Oscar Wilde, the soul of a man under socialism

Actually the whole article is worth your time. Here's a portion I selected.




They find themselves surrounded by hideous poverty, by hideous ugliness, by hideous starvation. It is inevitable that they should be strongly moved by all this. The emotions of man are stirred more quickly than man’s intelligence; and, as I pointed out some time ago in an article on the function of criticism, it is much more easy to have sympathy with suffering than it is to have sympathy with thought. Accordingly, with admirable, though misdirected intentions, they very seriously and very sentimentally set themselves to the task of remedying the evils that they see. But their remedies do not cure the disease: they merely prolong it. Indeed, their remedies are part of the disease.

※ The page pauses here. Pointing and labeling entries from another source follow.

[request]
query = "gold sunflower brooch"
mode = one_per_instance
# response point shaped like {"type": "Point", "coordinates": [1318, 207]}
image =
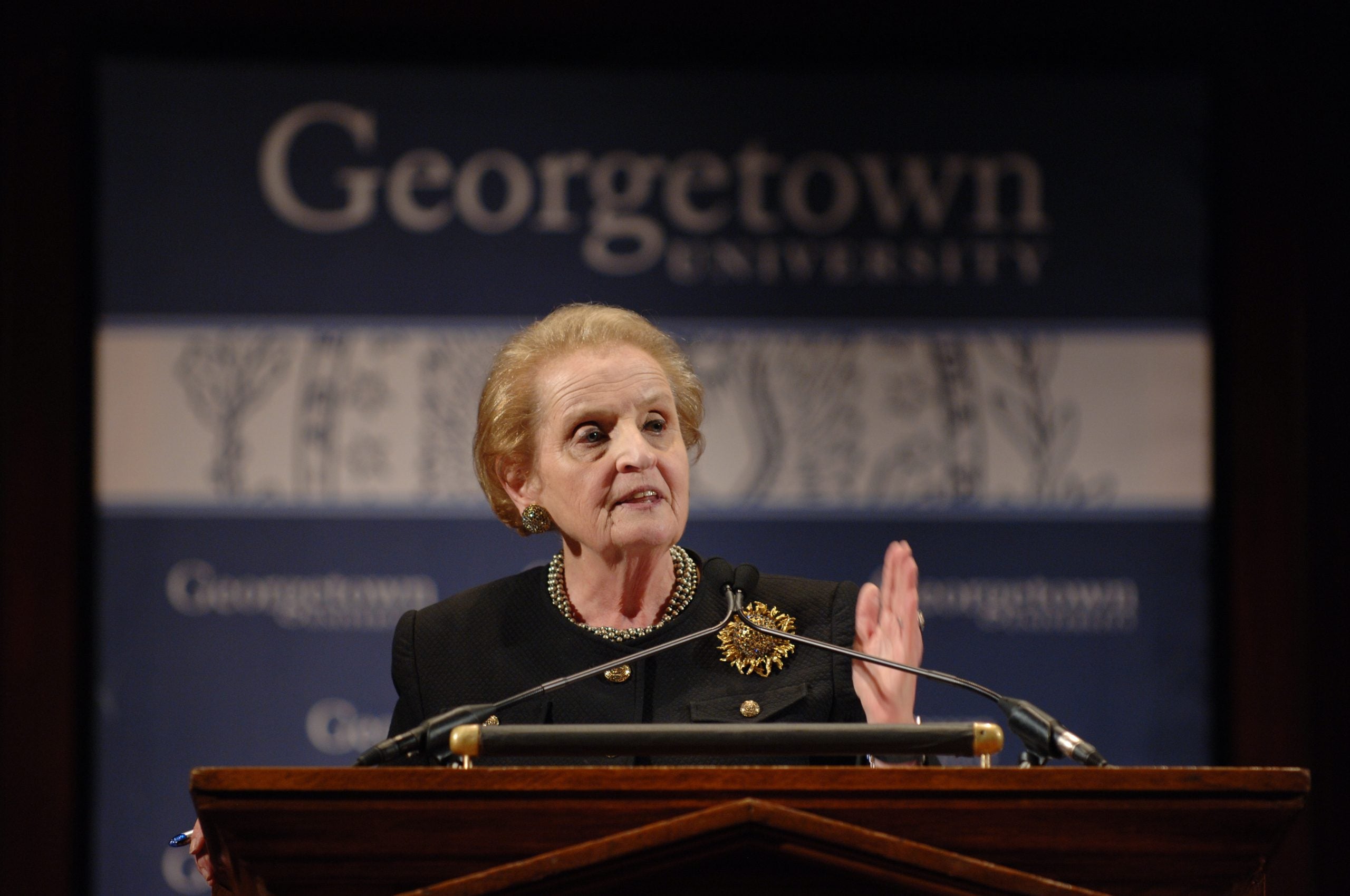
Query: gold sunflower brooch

They try to solve the problem of poverty, for instance, by keeping the poor alive; or, in the case of a very advanced school, by amusing the poor.
But this is not a solution: it is an aggravation of the difficulty. The proper aim is to try and reconstruct society on such a basis that poverty will be impossible. And the altruistic virtues have really prevented the carrying out of this aim.


Just as the worst slave-owners were those who were kind to their slaves, and so prevented the horror of the system being realised by those who suffered from it, and understood by those who contemplated it, so, in the present state of things in England, the people who do most harm are the people who try to do most good; and at last we have had the spectacle of men who have really studied the problem and know the life – educated men who live in the East End – coming forward and imploring the community to restrain its altruistic impulses of charity, benevolence, and the like. They do so on the ground that such charity degrades and demoralises. They are perfectly right.

Charity creates a multitude of sins.